O efeito Zeigarnik

Em 1927, uma jovem pesquisadora russa entrou em um café em Berlim para almoçar e notou algo estranho no comportamento do garçom, sem imaginar que essa simples observação mudaria a psicologia para sempre.

“Aproximei-me do garçom e perguntei-lhe algo muito simples…”

Algumas semanas depois, essa observação fortuita se tornaria uma das descobertas mais famosas da psicologia do século XX.

Hoje, essa coincidência ajuda a explicar por que muitos adultos sentem uma fadiga leve e persistente, mesmo quando não estão praticando nenhuma atividade física particularmente extenuante.

A pesquisadora chamava-se Bluma Zeigarnik. Ela tinha 26 anos e havia ido a Berlim para estudar no laboratório de Kurt Lewin, um dos psicólogos mais influentes da época.

Lewin estudava o funcionamento da mente na vida real, em situações cotidianas, e não apenas em condições artificiais de laboratório.

Foi essa abordagem que levou Zeigarnik a uma observação que mudou radicalmente nossa compreensão da memória e da atenção.

Naquela noite, Zeigarnik foi a um café com um grupo de colegas. Eles pediram muita comida. O garçom se lembrou de todos os pedidos sem precisar anotar nada e os serviu corretamente, sem nenhum erro.

Depois de pagar a conta, todos estavam prestes a ir embora.

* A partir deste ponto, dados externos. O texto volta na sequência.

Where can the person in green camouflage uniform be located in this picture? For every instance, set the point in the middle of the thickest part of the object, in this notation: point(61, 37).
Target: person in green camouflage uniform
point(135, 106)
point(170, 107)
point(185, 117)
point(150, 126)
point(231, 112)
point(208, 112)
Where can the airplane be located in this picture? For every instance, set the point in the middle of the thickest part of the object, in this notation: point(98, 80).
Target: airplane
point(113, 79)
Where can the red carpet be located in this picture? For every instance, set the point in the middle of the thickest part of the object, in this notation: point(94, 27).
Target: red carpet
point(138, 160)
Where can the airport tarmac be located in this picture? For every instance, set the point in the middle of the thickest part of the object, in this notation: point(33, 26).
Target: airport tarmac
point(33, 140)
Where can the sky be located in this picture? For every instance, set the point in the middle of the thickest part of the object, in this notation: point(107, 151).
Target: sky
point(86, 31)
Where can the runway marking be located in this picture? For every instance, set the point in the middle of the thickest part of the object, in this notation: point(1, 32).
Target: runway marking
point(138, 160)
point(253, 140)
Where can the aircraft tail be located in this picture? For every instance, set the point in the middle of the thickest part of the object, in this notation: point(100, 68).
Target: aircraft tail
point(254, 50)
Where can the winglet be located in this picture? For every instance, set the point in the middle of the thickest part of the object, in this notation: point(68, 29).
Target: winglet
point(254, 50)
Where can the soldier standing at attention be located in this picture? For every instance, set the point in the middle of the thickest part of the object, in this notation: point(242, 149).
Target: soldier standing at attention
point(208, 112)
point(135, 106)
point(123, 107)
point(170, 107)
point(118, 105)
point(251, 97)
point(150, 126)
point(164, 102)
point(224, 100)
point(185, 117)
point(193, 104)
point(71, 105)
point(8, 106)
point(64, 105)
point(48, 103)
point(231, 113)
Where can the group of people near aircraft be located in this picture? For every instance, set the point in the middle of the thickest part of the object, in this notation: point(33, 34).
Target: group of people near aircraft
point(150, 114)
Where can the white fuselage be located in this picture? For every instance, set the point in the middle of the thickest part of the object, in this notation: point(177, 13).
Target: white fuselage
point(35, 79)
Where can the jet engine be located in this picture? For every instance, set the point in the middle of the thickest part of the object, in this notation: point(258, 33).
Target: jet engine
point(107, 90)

Ao chegar à porta, Zegarnik lembrou-se de que havia deixado algo na mesa e voltou.

Aproximei-me do mesmo garçom e simplesmente perguntei:

“Poderia, por favor, devolver o que pedimos hoje?”

O garçom olhou para ela surpreso. Ele não conseguia se lembrar de um único detalhe do pedido. Apenas alguns minutos antes, ele havia memorizado perfeitamente todas as informações. Mas agora, com a conta fechada e o dinheiro recebido, todas aquelas informações haviam desaparecido como se nunca tivessem existido.

Para Zeigarnik, esse incidente deu origem a uma importante questão de pesquisa: por que o cérebro se lembra de tarefas inacabadas e esquece as concluídas?

De volta ao laboratório, ela elaborou um experimento simples.

Os participantes receberam cerca de 20 tarefas diferentes. Metade conseguiu concluí-las, enquanto a outra metade foi interrompida no meio e solicitada a mudar para outra atividade.

Em seguida, perguntei a eles: Quais tarefas vocês concluíram hoje? Por favor, listem-nas.

Os resultados foram consistentes e claros em todas as iterações do experimento.

Os participantes se lembravam das tarefas interrompidas (incompletas) quase duas vezes mais frequentemente do que das concluídas.

As tarefas inacabadas não desapareciam facilmente. Elas continuavam a ocupar uma parte da memória e da atenção, como se exigissem ser retomadas e concluídas.

Ziegarnik publicou suas descobertas em um periódico alemão de psicologia em 1927. Hoje, esse fenômeno é conhecido como “efeito Zeigarnik”.

Quase um século se passou. Os adultos modernos vivem em condições que Ziegarnik jamais poderia ter imaginado.

Eles têm dezenas de tarefas inacabadas ao mesmo tempo: uma carta sem resposta, uma conversa importante adiada, um projeto inacabado, um problema familiar não resolvido. Todas essas tarefas inacabadas ocupam uma parte da mente em segundo plano, como um pedido esquecido de um servidor. E quanto mais tarefas inacabadas se acumulam, menos energia resta para viver normalmente.

Texto publicado nas redes sociais por Waldemar Pluschkat Neto.

Publicado por Iso Sendacz

Engenheiro Mecânico pela EESC-USP, Especialista aposentado do Banco Central, diretor do Sindicato dos Escritores no Estado de São Paulo e da Engenharia pela Democracia, conselheiro da Casa do Povo, Sinal, CNTU e Aguaviva, membro do Partido Comunista do Brasil. Foi presidente regional e diretor nacional do Sinal. Nascido no Bom Retiro, São Paulo, mora em Santos.